SAN SALVADOR, El Salvador (AP) _ Scores of leftist rebels allowed to leave El Salvador in a complicated exchange arrived in Panama City today on their way to Cuba following the release of President Jose Napoleon Duarte's daughter, who had been held hostage for six weeks.

Seventy-six guerrillas, 73 wounded fighters and three rebel commandants who had been captured by the government, arrived in Panama City from San Salvador aboard a Panamanian jet. Panamanian military officials told The Associated Press they would be flown to Cuba.

A Cuban plane and Cuban diplomats were on hand to meet the rebels. Another group of 23 wounded rebels reportedly was flying to Mexico City.
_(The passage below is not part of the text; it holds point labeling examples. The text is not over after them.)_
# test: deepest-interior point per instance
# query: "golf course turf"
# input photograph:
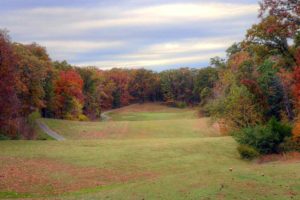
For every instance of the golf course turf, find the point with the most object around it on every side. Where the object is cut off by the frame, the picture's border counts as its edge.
(146, 151)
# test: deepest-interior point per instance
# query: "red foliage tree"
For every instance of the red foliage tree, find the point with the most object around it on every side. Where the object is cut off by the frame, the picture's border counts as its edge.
(68, 90)
(8, 98)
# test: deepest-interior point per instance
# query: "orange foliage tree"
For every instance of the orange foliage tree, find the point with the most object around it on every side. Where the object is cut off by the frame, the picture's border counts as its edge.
(8, 98)
(69, 97)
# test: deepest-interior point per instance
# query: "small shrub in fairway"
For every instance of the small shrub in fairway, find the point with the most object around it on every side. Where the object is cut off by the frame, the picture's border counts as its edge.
(266, 139)
(247, 152)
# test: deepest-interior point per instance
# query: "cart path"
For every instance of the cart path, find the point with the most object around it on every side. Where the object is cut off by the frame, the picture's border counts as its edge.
(50, 132)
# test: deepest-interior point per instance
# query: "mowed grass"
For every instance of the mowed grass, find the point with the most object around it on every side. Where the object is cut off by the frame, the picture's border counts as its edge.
(170, 161)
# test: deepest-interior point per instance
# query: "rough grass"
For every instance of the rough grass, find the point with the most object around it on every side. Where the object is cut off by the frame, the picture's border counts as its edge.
(171, 164)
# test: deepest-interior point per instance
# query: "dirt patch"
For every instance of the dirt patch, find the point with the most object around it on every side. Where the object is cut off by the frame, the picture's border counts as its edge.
(41, 176)
(286, 157)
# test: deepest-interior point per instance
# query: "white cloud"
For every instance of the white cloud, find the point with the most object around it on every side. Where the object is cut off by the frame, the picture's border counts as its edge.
(58, 29)
(182, 52)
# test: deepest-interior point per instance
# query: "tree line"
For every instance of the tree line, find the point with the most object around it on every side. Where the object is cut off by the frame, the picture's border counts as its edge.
(31, 82)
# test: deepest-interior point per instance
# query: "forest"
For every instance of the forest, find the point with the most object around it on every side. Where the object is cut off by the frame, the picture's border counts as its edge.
(253, 93)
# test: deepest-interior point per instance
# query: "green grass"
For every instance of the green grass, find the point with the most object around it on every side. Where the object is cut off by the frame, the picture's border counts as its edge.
(183, 164)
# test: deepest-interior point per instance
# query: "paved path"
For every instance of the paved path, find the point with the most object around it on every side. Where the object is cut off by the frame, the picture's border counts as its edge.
(49, 132)
(104, 116)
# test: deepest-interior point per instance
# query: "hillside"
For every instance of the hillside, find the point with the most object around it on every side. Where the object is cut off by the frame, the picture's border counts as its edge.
(142, 152)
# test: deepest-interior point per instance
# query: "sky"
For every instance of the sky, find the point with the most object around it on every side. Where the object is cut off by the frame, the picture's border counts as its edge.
(151, 34)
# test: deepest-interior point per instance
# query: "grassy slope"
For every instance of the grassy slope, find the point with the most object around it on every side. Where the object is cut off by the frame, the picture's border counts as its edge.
(181, 164)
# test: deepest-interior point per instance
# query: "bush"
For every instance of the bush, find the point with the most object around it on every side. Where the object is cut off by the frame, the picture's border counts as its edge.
(3, 137)
(290, 144)
(180, 104)
(265, 139)
(247, 152)
(82, 117)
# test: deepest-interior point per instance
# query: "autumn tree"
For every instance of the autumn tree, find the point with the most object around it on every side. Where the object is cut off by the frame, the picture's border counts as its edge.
(287, 11)
(8, 97)
(33, 64)
(144, 85)
(92, 92)
(69, 96)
Two of the wounded rebels were carried out on stretchers, and many were missing arms and legs.

In addition to freeing Ines Guadalupe Duarte Duran, 35, and a friend, Ana Cecelia Villeda Sosa, the guerrillas were known to have released nine of 38 mayors and municipal officials the government believes were kidnapped by the leftists and whose release was part of the exchange agreement.
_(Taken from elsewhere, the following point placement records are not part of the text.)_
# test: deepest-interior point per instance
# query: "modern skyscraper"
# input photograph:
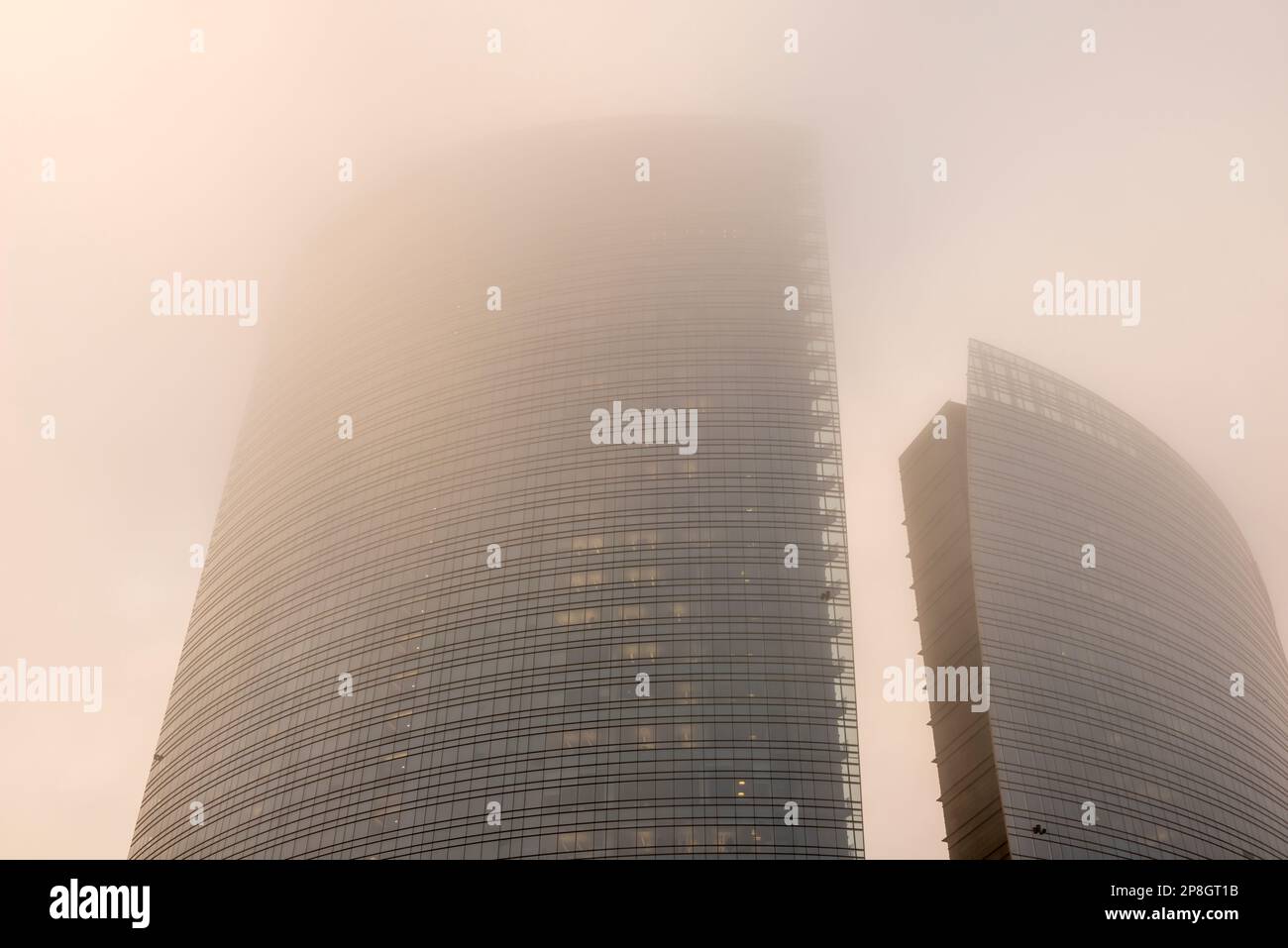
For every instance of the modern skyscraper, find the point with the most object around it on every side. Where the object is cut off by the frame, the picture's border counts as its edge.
(558, 642)
(1119, 609)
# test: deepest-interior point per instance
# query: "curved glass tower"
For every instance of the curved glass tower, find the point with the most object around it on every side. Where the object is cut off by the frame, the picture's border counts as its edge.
(443, 616)
(1116, 672)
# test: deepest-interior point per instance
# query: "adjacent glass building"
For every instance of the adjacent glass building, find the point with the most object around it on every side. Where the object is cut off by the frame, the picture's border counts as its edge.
(1112, 685)
(554, 647)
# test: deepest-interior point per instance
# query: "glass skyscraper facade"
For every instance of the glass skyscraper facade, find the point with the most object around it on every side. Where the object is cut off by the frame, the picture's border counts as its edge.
(554, 647)
(1144, 678)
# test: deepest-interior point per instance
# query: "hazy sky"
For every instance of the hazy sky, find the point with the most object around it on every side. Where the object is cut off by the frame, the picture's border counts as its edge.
(1109, 165)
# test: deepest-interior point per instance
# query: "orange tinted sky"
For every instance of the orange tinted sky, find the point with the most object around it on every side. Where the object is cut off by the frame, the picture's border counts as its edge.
(1112, 165)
The exchanged, worked out during weeks of complicated bargaining, included the two women, 96 wounded guerrillas who had been under treatment in rebel hospitals allowed by the government to leave the country, 22 political prisoners held by the government, and the municipal officials.

Durate said his daughter, released Thursday, was generally in good shape.
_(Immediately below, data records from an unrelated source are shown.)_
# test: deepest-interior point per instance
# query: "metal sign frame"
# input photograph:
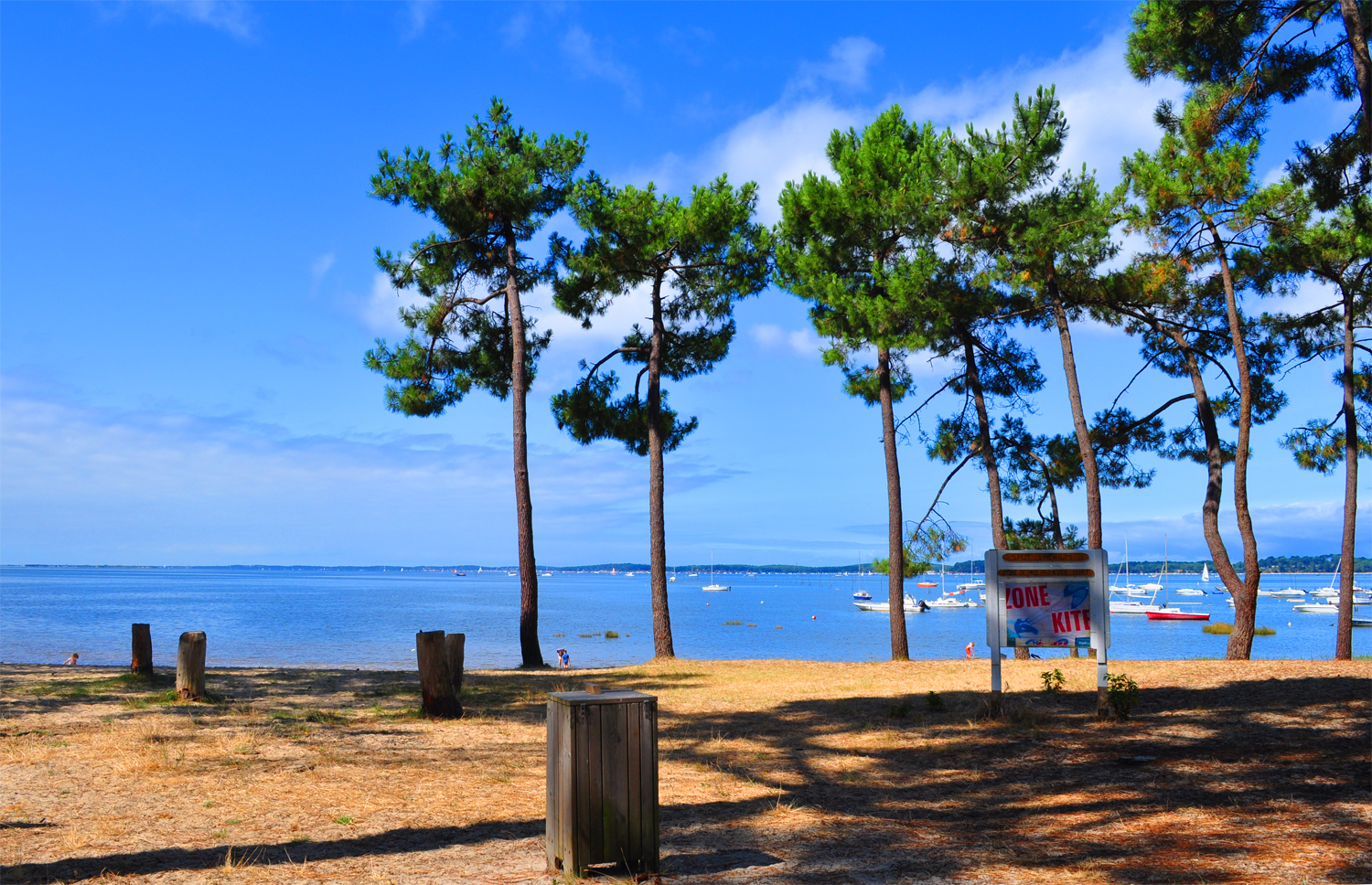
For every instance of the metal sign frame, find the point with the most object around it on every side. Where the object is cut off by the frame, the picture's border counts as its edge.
(1013, 567)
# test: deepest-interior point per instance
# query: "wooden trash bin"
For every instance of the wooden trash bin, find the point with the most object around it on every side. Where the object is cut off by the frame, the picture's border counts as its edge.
(601, 781)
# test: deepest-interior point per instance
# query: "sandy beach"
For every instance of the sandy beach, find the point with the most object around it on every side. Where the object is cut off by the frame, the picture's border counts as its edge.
(771, 773)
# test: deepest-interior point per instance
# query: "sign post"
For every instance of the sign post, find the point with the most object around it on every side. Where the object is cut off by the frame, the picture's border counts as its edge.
(1047, 599)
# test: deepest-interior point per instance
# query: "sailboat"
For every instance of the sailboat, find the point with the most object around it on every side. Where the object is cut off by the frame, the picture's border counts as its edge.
(713, 586)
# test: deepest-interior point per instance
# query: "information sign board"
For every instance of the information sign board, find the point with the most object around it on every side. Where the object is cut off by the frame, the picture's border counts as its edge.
(1047, 599)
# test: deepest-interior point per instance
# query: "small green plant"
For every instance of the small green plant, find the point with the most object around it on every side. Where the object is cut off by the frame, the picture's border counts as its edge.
(1122, 695)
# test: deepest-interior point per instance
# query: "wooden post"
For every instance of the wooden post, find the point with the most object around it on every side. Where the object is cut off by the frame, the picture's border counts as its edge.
(189, 666)
(435, 682)
(142, 663)
(603, 781)
(456, 657)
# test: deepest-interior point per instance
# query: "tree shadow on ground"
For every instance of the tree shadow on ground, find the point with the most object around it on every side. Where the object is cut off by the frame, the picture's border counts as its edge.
(1045, 789)
(167, 859)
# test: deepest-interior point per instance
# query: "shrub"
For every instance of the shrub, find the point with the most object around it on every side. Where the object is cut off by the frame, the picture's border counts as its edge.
(1122, 695)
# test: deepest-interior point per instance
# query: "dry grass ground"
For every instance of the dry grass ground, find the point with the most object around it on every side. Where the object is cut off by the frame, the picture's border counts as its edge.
(773, 773)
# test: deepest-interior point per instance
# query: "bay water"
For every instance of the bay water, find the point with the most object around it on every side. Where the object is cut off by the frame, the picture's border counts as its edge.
(368, 619)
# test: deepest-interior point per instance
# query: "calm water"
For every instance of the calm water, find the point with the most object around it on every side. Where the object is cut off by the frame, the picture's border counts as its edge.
(368, 619)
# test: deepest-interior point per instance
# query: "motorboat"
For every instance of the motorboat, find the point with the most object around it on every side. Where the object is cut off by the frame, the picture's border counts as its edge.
(949, 602)
(885, 607)
(1168, 613)
(713, 586)
(1131, 607)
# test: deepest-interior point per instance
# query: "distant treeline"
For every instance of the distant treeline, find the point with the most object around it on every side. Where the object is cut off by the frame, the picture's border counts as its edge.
(1270, 564)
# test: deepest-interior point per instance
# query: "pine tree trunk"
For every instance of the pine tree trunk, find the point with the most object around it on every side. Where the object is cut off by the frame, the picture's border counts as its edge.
(1344, 635)
(1240, 641)
(1078, 420)
(988, 454)
(1361, 62)
(1213, 493)
(895, 519)
(142, 662)
(530, 654)
(656, 520)
(988, 459)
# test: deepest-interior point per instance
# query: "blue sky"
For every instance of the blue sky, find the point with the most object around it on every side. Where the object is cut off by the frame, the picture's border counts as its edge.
(187, 283)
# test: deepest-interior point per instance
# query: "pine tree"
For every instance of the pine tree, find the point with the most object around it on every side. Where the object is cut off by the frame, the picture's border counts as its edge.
(697, 260)
(490, 194)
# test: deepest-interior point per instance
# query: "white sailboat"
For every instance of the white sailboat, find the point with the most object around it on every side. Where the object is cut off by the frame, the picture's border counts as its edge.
(713, 586)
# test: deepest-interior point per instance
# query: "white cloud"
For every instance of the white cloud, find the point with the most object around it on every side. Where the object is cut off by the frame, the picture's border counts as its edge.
(417, 14)
(593, 59)
(848, 63)
(1109, 112)
(232, 16)
(320, 266)
(381, 310)
(803, 342)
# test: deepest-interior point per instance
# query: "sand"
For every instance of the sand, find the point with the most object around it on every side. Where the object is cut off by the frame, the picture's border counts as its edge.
(771, 773)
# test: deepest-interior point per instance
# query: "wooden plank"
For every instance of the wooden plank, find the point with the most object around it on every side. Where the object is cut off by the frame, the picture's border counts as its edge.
(648, 784)
(595, 783)
(634, 794)
(565, 789)
(615, 730)
(551, 805)
(582, 742)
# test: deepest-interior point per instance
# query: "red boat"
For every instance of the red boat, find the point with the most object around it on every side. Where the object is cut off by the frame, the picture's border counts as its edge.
(1174, 615)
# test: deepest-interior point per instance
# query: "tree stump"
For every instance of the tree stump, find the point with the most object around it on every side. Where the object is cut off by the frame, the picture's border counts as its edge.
(189, 667)
(456, 657)
(435, 682)
(142, 662)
''She is tired, apparently they made her walk three days in a row. She has nervous tension, which you may understand is normal after having been kidnapped more than 40 days. She is happy to be with her father, her mother and her children,'' the president told reporters.

Presidential adviser Julio Adolfo Rey Prendes said 18 of the 22 political prisoners opted to remain in El Salvador, and one, a Costa Rican pilot convicted of flying weapons to the rebels in 1981, was turned over to his nation's embassy in San Salvador.

The three who arrived in Panama City early today were Nidia Diaz, who took part in peace talks with the government last year; Marcellino Reyes, a Honduran; and Santiago Rauda.

All 22 prisoners were on a list of 34 rebels the kidnappers demanded by released in exchange for the women. Three were freed earlier, leaving nine on the list the government said it could not account for.

After being released in Tenancingo about 25 miles northeast of the capital, Mrs. Durate Duran and her friend, abducted Sept. 10 in San Salvador, flew back to the capital by helicopter.

Mrs. Duarte Duran, in blue jeans and a light blue jacket, ran to her parents and her three children and embraced. They posed briefly for photographers and left by motorcade for home.

''They were crying,'' said Rey Prendes, when asked what they said. ''So was I.''

Rey Prendes said the government believed as many as 38 municipal officials may be among the kidnap victims released. He said the number was based on last-minute calls from people with missing relatives who had heard a release agreement was near, and said the number was not firm.

Previously, the government had said there were 21 mayors and three municipal secretaries held by the rebels.

The deal for the release was made at meetings in Panama between the government and the rebels. Rey Prendes said private agreement were also made in addition to the public dealings that led to freedom for the hostages, prisoners and wounded rebels.

He acknowledged there were feelings that El Salvador's government may have given away too much but said, ''It ended not too badly. They freed about 38 (the mayors and other officials) and we sent 21. That is the real exchange.''

He said the permission for the 96 wounded to leave was ''humanitarian.''

''We have let that happen before without any pressures or exchange,'' Rey Prendes said.